No entanto, se você traça linhas aleatórias por muito tempo, algumas começam a incidir com maior visibilidade do que outras. O desenho vai se tornando mais visível, certos caminhos se sobressaem. Após muitas reviravoltas, por exemplo, é com alívio que chego a um momento profissional satisfatório. Estou adorando fazer traduções para a Discovery Channel, acho que descobri um nicho onde sou competente profissionalmente. Meu inglês ainda não é impecável, mas tem alguma coisa nessa rotina multitask que vai ao encontro da minha personalidade: o trabalho com a língua; a atenção à imagem; bocas abrindo e fechando onde encaixar a dublagem; o aprendizado a cada documentário; e o próprio ritmo frenético de passar de uma janela para a outra me são viciantes. Além das traduções, tenho lecionado inglês, o que para mim é um desafio bem maior, mas também recompensador. Acima de tudo, essas aulas têm me deixado mais aberto a pessoas bem diferentes de mim. Com isso, venho flexibilizando meu ponto mais intransigente, mais "jacobino": eu costumava pensar que só tinha a aprender com quem mostrasse algo de espírito-livre. Posso estar ficando velho, mas levei três décadas para entender que a vida não é uma superação atrás da outra. É que meus pais não me ensinaram a ser gente, apenas a ser filósofo ou artista. E por melhor que você seja nessas áreas, é pouco; eu estava deixando de captar muitas frequências e agora eu quero captá-las.

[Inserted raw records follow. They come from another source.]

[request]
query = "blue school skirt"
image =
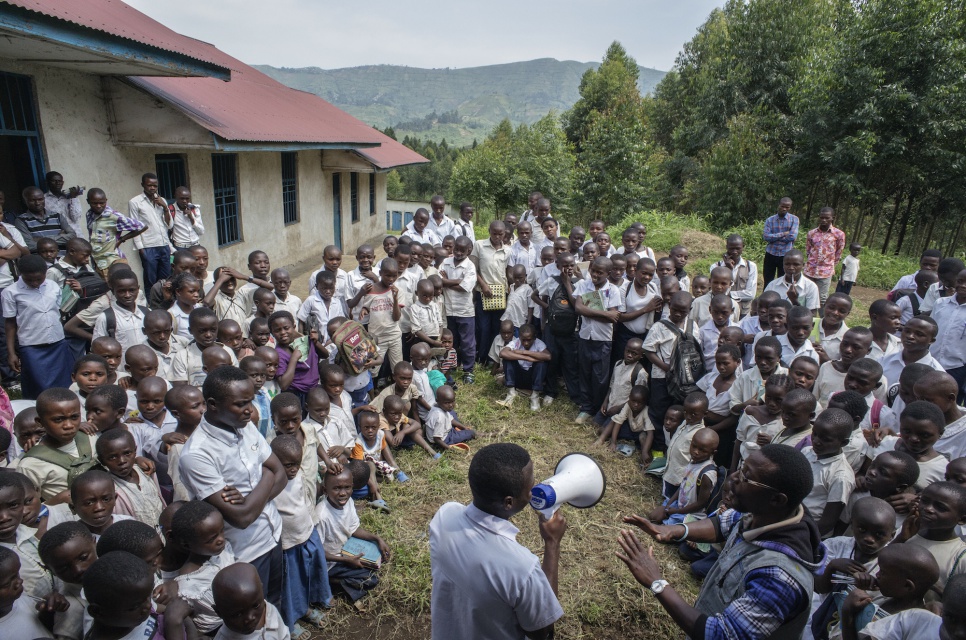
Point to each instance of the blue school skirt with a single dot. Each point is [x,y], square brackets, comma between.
[306,579]
[44,366]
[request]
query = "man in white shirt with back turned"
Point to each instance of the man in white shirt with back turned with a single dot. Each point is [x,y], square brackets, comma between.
[485,584]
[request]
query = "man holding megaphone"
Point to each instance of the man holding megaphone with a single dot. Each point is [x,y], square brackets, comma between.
[487,586]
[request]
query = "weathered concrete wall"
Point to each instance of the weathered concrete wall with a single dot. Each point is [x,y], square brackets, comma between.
[76,112]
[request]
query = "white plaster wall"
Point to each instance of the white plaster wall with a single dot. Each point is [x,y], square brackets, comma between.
[76,135]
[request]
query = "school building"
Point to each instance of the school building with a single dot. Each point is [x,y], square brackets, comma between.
[102,93]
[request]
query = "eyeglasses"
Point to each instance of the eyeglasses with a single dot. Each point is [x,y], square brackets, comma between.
[744,479]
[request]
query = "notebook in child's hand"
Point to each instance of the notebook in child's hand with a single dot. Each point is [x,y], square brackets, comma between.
[371,556]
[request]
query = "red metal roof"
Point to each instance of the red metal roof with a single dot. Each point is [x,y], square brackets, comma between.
[121,20]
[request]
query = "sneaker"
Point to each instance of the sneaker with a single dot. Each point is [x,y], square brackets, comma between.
[511,395]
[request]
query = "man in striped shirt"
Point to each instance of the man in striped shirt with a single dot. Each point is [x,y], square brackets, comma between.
[36,222]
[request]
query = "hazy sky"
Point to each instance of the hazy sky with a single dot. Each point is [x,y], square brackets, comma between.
[430,33]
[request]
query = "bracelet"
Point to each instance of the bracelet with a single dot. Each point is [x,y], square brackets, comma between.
[685,536]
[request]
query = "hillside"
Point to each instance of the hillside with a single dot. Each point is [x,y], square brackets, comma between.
[389,95]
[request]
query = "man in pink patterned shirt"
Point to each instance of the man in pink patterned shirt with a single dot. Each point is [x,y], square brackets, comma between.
[823,251]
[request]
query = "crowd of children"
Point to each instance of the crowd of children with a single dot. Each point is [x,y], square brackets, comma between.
[243,422]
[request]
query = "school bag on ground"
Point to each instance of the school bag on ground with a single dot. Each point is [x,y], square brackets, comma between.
[687,363]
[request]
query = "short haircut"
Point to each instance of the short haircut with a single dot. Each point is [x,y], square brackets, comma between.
[119,276]
[113,574]
[132,536]
[852,402]
[496,472]
[90,357]
[287,443]
[802,395]
[791,473]
[114,394]
[199,314]
[185,519]
[32,264]
[117,434]
[218,382]
[286,400]
[88,478]
[867,366]
[909,471]
[60,535]
[280,314]
[922,410]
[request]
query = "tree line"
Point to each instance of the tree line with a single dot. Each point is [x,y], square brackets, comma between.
[859,105]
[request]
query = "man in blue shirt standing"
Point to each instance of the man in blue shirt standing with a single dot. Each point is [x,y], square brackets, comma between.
[780,233]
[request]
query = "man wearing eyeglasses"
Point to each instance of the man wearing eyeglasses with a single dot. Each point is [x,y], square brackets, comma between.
[762,583]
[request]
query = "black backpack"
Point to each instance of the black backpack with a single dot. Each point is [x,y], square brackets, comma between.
[561,315]
[687,363]
[92,288]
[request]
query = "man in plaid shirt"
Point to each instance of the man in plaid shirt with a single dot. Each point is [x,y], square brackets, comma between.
[108,230]
[780,233]
[762,583]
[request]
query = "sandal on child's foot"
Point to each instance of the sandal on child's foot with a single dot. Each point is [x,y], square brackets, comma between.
[315,617]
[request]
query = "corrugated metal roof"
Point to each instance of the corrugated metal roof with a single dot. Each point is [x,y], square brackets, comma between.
[121,20]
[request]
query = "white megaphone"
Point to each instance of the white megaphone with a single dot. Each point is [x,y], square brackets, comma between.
[578,481]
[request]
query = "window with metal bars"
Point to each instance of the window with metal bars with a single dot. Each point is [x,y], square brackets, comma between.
[172,173]
[354,195]
[372,194]
[224,174]
[290,187]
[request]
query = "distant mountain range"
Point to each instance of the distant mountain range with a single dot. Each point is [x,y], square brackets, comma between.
[457,104]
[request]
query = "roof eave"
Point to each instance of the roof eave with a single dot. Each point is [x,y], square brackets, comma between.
[155,61]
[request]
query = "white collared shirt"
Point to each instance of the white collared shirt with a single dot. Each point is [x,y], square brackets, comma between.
[528,256]
[591,329]
[37,312]
[6,278]
[143,209]
[214,458]
[807,291]
[128,329]
[893,364]
[950,345]
[186,230]
[498,591]
[442,228]
[459,301]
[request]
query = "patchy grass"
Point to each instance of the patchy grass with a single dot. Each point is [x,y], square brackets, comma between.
[599,596]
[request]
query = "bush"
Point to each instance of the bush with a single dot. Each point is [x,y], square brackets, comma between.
[664,230]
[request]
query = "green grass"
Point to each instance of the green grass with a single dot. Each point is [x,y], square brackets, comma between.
[600,598]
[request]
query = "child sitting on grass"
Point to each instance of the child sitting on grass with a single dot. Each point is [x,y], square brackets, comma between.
[942,506]
[241,605]
[371,448]
[445,431]
[694,494]
[338,521]
[833,478]
[761,419]
[306,577]
[905,577]
[679,446]
[631,423]
[892,474]
[138,495]
[401,431]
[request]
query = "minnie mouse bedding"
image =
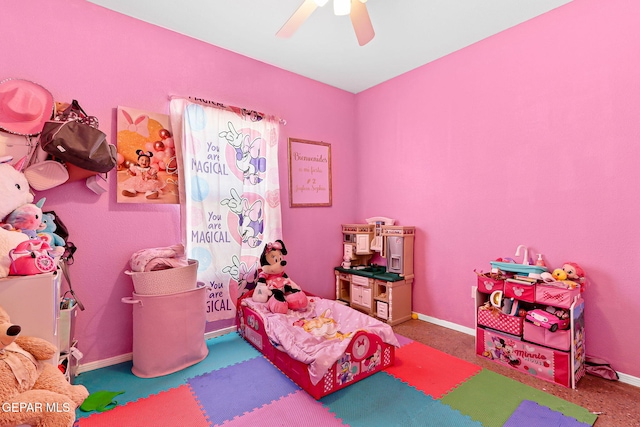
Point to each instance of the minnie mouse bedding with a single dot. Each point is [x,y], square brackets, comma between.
[334,344]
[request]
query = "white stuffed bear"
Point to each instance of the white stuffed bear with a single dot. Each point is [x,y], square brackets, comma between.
[14,192]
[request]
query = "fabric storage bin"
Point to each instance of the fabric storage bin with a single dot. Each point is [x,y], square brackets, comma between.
[495,319]
[488,285]
[520,291]
[560,339]
[167,281]
[168,331]
[542,362]
[555,296]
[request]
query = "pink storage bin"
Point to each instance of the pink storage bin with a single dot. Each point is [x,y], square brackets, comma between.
[519,291]
[560,340]
[495,319]
[555,296]
[168,331]
[488,285]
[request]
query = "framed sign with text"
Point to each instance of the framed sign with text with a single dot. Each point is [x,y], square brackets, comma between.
[309,173]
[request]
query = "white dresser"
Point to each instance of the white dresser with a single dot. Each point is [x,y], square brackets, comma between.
[33,303]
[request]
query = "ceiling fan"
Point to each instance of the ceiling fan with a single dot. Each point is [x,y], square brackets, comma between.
[356,9]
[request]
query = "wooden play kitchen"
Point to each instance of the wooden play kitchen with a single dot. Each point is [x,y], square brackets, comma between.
[380,291]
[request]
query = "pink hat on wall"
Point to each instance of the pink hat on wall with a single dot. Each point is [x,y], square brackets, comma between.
[24,106]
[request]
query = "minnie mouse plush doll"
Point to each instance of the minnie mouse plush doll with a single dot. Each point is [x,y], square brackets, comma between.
[286,293]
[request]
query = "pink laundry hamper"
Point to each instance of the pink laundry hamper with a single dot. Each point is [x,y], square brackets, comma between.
[168,331]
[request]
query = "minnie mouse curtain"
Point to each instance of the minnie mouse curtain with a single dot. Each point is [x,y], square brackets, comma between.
[229,194]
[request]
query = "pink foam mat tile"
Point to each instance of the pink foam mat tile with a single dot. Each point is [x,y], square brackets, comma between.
[429,370]
[174,407]
[296,409]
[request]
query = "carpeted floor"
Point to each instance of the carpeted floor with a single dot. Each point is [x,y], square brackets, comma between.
[236,386]
[615,402]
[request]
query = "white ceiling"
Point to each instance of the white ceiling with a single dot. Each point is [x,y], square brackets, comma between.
[409,33]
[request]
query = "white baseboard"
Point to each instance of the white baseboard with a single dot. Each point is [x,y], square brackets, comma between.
[86,367]
[624,378]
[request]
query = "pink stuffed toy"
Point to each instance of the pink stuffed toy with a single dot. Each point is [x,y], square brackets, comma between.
[575,273]
[286,294]
[27,219]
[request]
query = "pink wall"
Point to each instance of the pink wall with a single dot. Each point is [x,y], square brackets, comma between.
[103,59]
[529,137]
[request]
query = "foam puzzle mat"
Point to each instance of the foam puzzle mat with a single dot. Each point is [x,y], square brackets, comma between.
[236,386]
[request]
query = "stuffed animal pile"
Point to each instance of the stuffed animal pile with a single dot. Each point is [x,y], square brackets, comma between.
[20,218]
[274,286]
[32,391]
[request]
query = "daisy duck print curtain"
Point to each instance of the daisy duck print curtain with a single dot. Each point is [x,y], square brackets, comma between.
[229,195]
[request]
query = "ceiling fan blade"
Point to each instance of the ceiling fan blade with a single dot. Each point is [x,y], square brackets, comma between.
[361,22]
[298,17]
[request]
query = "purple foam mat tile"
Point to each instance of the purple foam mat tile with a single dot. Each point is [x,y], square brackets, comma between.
[532,414]
[297,409]
[238,389]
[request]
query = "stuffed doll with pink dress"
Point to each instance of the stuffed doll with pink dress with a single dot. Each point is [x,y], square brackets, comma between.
[286,294]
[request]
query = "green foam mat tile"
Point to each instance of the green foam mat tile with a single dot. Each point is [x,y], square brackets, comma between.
[491,398]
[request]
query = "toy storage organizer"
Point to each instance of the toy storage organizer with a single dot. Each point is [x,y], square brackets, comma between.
[168,328]
[509,339]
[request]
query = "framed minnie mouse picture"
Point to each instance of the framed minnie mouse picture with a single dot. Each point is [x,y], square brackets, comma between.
[147,165]
[309,173]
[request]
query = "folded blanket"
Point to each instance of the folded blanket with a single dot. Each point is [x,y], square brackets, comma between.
[158,258]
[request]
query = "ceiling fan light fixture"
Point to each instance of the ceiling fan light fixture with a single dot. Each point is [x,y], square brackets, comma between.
[341,7]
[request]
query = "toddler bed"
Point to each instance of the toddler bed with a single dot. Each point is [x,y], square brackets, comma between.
[323,348]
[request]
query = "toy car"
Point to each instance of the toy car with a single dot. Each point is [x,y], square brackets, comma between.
[547,320]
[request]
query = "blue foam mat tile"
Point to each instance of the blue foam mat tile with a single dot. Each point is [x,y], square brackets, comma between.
[223,351]
[237,389]
[383,401]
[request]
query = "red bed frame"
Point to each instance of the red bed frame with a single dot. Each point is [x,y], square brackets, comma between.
[366,354]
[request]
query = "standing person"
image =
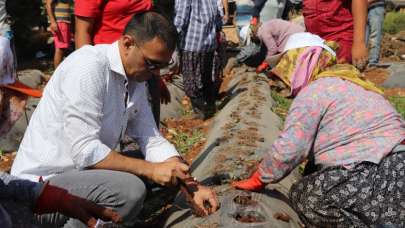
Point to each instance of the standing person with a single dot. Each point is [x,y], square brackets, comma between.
[375,21]
[198,23]
[59,13]
[103,22]
[96,95]
[19,198]
[274,35]
[343,21]
[352,138]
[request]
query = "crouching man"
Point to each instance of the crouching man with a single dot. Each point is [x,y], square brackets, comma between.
[96,95]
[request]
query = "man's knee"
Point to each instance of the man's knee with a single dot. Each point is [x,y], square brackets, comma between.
[133,193]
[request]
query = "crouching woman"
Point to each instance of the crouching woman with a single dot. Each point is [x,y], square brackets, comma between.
[350,135]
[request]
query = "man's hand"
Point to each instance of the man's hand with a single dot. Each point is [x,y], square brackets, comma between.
[359,55]
[166,173]
[225,18]
[54,27]
[206,196]
[54,199]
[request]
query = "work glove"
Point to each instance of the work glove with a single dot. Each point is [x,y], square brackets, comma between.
[251,184]
[262,67]
[54,199]
[254,21]
[164,92]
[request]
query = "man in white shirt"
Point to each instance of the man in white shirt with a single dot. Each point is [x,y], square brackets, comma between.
[96,95]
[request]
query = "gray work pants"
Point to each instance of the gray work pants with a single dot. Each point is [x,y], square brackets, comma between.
[123,192]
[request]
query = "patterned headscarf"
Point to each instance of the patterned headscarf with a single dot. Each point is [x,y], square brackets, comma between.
[300,66]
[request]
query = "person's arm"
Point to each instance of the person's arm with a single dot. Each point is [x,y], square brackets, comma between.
[45,198]
[49,10]
[86,12]
[359,49]
[182,11]
[84,30]
[226,10]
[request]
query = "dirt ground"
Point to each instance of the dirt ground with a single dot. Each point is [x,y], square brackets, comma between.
[392,49]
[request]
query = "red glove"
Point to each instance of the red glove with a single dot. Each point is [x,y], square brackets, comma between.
[164,92]
[254,21]
[262,67]
[54,199]
[252,184]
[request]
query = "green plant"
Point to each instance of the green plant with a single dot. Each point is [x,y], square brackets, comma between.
[399,104]
[394,22]
[282,104]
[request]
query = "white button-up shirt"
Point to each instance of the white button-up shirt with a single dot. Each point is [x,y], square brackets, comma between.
[83,113]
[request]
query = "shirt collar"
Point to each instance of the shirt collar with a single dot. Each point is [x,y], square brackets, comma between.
[114,59]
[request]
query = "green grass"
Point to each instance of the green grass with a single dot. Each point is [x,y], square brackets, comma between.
[399,104]
[394,22]
[184,142]
[282,104]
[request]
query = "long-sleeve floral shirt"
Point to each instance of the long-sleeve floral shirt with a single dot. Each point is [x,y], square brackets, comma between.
[345,123]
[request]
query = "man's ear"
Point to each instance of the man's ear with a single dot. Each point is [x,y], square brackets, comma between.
[127,41]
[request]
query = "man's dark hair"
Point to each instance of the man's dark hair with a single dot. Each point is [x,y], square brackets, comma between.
[148,25]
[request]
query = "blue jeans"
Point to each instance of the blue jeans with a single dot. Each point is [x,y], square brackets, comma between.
[374,32]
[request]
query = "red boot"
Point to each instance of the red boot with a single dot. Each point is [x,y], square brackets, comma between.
[252,184]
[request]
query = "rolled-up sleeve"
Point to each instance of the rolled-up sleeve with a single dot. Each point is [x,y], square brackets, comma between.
[265,35]
[84,89]
[142,128]
[88,8]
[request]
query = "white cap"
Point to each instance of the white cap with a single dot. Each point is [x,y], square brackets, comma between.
[306,39]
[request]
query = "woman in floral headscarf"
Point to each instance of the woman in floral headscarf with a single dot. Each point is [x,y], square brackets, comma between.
[351,137]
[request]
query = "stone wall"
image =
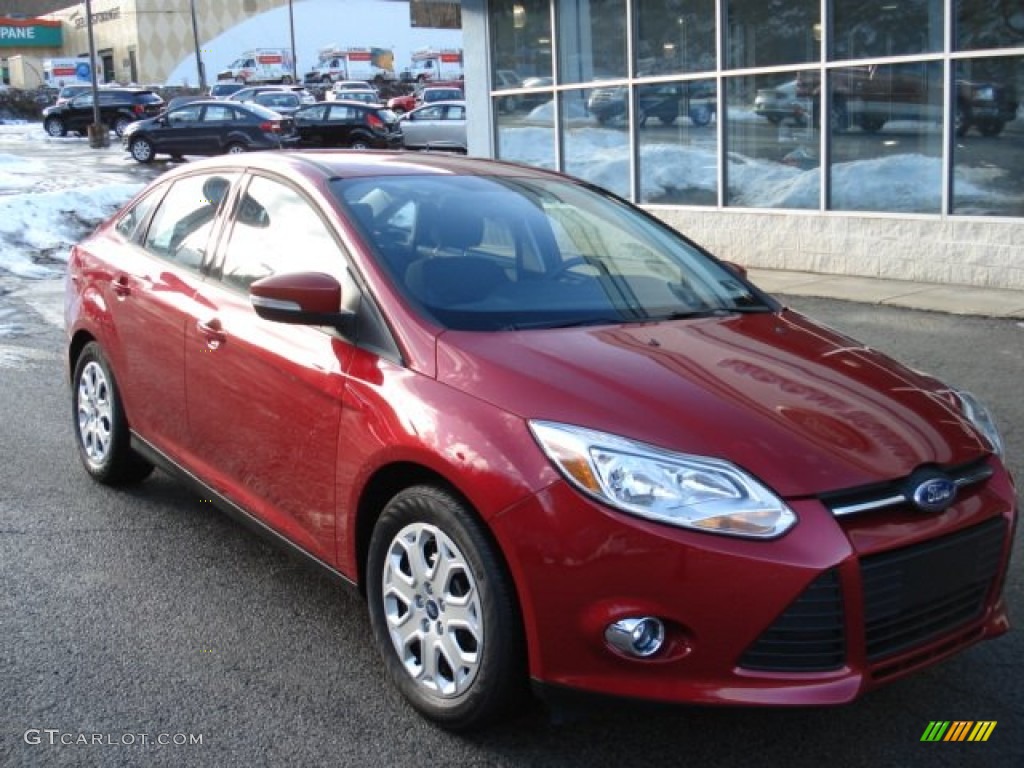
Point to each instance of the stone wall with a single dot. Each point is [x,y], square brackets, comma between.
[952,251]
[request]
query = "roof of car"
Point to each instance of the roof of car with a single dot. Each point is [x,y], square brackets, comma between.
[332,164]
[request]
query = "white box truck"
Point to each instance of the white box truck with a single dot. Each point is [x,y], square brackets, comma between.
[436,64]
[334,64]
[260,66]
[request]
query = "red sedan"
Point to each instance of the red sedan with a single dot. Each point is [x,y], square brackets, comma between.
[551,439]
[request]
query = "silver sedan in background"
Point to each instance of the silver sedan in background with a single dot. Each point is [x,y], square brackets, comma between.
[440,125]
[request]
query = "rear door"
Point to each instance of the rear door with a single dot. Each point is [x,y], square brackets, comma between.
[265,398]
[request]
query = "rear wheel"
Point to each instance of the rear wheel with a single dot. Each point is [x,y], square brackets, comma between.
[100,426]
[120,124]
[141,150]
[55,127]
[443,611]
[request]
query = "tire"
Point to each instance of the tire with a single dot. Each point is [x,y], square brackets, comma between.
[990,127]
[141,150]
[55,127]
[443,611]
[100,426]
[700,115]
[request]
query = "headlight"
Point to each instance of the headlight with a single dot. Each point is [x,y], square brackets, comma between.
[690,492]
[981,418]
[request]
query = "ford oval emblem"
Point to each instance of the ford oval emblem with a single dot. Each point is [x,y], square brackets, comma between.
[935,495]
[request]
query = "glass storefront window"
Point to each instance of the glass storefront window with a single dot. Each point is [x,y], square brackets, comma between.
[592,42]
[770,34]
[772,146]
[988,24]
[889,29]
[988,141]
[526,133]
[595,148]
[520,41]
[890,158]
[677,142]
[674,37]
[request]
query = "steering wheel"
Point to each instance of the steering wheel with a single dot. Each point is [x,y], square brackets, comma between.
[573,262]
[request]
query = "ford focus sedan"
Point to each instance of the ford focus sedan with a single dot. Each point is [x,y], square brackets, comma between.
[557,445]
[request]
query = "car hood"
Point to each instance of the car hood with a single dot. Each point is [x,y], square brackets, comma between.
[803,408]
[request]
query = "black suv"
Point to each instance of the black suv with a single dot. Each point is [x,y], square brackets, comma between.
[118,109]
[352,124]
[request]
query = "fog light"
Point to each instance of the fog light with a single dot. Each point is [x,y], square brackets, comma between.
[636,637]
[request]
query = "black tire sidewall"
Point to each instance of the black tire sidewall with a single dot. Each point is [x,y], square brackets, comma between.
[501,677]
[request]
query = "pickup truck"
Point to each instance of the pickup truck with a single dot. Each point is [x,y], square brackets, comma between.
[870,96]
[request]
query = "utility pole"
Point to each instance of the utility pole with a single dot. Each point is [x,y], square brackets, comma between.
[199,57]
[99,134]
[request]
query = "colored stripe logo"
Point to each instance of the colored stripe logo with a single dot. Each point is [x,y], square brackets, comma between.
[958,730]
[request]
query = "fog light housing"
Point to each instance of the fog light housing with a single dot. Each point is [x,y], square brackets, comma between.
[640,637]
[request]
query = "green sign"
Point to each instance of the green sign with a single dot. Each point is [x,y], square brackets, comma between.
[29,33]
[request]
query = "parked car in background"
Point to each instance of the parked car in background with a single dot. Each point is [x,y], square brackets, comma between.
[435,126]
[118,109]
[250,93]
[350,124]
[780,102]
[666,101]
[282,102]
[68,92]
[224,89]
[367,97]
[553,443]
[403,103]
[209,127]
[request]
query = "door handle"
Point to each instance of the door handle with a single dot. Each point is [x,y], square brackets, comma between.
[212,331]
[121,287]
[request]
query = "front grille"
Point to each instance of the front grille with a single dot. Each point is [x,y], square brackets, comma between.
[919,593]
[808,636]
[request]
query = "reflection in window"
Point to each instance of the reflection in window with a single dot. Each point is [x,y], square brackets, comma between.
[591,151]
[987,146]
[763,34]
[890,159]
[988,24]
[674,37]
[520,40]
[890,29]
[526,134]
[772,143]
[276,230]
[592,42]
[677,142]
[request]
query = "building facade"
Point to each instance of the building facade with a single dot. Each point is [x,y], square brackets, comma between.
[880,138]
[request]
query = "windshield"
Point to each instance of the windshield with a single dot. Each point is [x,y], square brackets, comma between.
[489,253]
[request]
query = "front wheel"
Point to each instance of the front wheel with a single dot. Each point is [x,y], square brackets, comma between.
[442,610]
[100,426]
[141,150]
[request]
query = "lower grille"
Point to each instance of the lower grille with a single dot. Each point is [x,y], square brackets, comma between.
[919,593]
[808,637]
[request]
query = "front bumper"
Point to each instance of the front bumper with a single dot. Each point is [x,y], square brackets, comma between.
[832,609]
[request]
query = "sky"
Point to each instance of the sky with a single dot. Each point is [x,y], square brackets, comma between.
[367,24]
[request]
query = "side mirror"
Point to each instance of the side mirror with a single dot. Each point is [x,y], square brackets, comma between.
[299,298]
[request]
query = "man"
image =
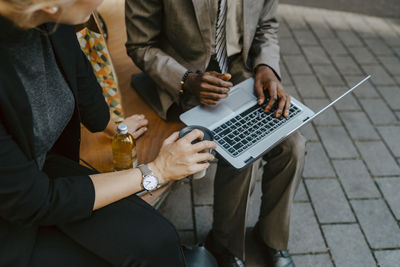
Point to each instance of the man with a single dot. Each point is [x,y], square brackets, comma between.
[185,48]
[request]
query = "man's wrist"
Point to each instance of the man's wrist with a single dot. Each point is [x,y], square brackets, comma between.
[157,172]
[185,77]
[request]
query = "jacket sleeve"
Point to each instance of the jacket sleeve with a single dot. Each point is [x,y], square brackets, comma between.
[144,25]
[29,197]
[265,48]
[93,109]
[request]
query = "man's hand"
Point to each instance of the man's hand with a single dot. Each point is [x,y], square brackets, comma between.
[209,87]
[266,80]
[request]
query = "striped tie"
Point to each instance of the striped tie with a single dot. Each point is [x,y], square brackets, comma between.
[220,38]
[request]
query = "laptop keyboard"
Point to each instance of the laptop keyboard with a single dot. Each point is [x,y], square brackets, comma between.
[248,128]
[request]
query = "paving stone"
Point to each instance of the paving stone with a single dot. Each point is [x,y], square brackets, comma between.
[346,65]
[318,260]
[254,205]
[379,76]
[388,258]
[348,246]
[397,51]
[362,55]
[308,86]
[391,135]
[347,103]
[365,90]
[392,95]
[378,111]
[379,25]
[177,203]
[187,237]
[391,40]
[359,25]
[358,125]
[297,64]
[327,196]
[334,47]
[316,55]
[305,235]
[284,31]
[380,233]
[390,188]
[288,46]
[295,21]
[203,189]
[316,162]
[378,47]
[349,38]
[204,215]
[305,37]
[338,22]
[309,133]
[391,63]
[355,179]
[301,194]
[329,117]
[320,28]
[337,143]
[328,75]
[378,158]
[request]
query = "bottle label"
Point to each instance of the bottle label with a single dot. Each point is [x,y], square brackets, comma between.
[134,157]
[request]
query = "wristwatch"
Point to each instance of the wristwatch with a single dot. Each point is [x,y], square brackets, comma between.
[149,180]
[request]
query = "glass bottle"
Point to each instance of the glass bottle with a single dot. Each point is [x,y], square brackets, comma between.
[124,149]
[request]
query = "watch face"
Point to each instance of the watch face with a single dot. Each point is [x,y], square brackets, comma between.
[150,182]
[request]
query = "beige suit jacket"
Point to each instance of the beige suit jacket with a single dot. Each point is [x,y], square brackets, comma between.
[168,37]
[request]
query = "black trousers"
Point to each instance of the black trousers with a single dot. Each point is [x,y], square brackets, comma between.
[128,232]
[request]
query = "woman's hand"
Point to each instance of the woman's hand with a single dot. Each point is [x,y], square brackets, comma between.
[137,125]
[180,158]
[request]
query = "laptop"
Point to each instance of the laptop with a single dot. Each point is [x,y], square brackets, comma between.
[242,130]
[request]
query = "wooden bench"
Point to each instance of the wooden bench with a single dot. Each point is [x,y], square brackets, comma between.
[96,148]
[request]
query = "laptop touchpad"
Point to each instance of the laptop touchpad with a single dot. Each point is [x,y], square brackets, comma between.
[238,99]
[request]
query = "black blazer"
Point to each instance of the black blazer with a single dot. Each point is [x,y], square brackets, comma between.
[28,197]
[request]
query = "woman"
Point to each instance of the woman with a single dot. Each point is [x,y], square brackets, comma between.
[54,212]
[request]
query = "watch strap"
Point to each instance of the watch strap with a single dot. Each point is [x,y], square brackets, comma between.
[145,170]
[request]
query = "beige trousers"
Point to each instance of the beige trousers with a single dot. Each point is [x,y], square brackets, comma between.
[280,180]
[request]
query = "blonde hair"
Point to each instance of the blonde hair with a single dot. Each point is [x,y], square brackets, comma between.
[21,12]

A maldição de ser artista, ao menos um com a imodesta intenção de criar algo relevante, é que quanto menos concessões fizer, mais longe chegará. Não no sentido comercial, claro, isso tem sido inversamente proporcional, mas quanto à contundência. Concessão não é apenas o que você cede para o mercado, pode ser como você se adapta a qualquer nicho estabelecido. Muitos conseguem repoduzir, por exemplo, exatamente o que a Folha de São Paulo ou a USP esperam de um artista, moldando-se àquele formato, independentemente de concordarem ou não. Nem essa facilidade eu me permito, apesar de que, se eu quisesse, saberia como fazê-lo.

Não acho que tenho uma natureza intrinsicamente beligerante, só não consigo ficar quieto quando enxergo erros hediondos que poucos percebem.  Foi com Nietzsche que aprendi o quanto a moral é inimiga da vida, mas quantos têm, mais do que inteligência, estômago para realmente absorver suas lições, 130 anos depois? Harold Rosenberg viu com muita clareza a farsa de grande parte da arte contemporânea, mas essa farsa não é percebida por quase ninguém com lucidez o bastante para contestá-la. O comunismo é uma ideia que chegou a me atrair, mas é impossível observar o homem em suas minúcias e julgá-lo capaz de sair da teoria à prática - mas quantos se dispõem a ver o homem com imparcialidade, sem véus confortadores? E, por fim, o amor, que não está em moda entre intelectuais, mas é sempre um filão para grande público. O pior é que eu acredito no amor, mas não como o vendem. A cada experiência que atravesso, repito a pergunta com maior decepção: cadê a coragem das pessoas para se abrirem ao outro sem se apoiar em um monte de mentiras?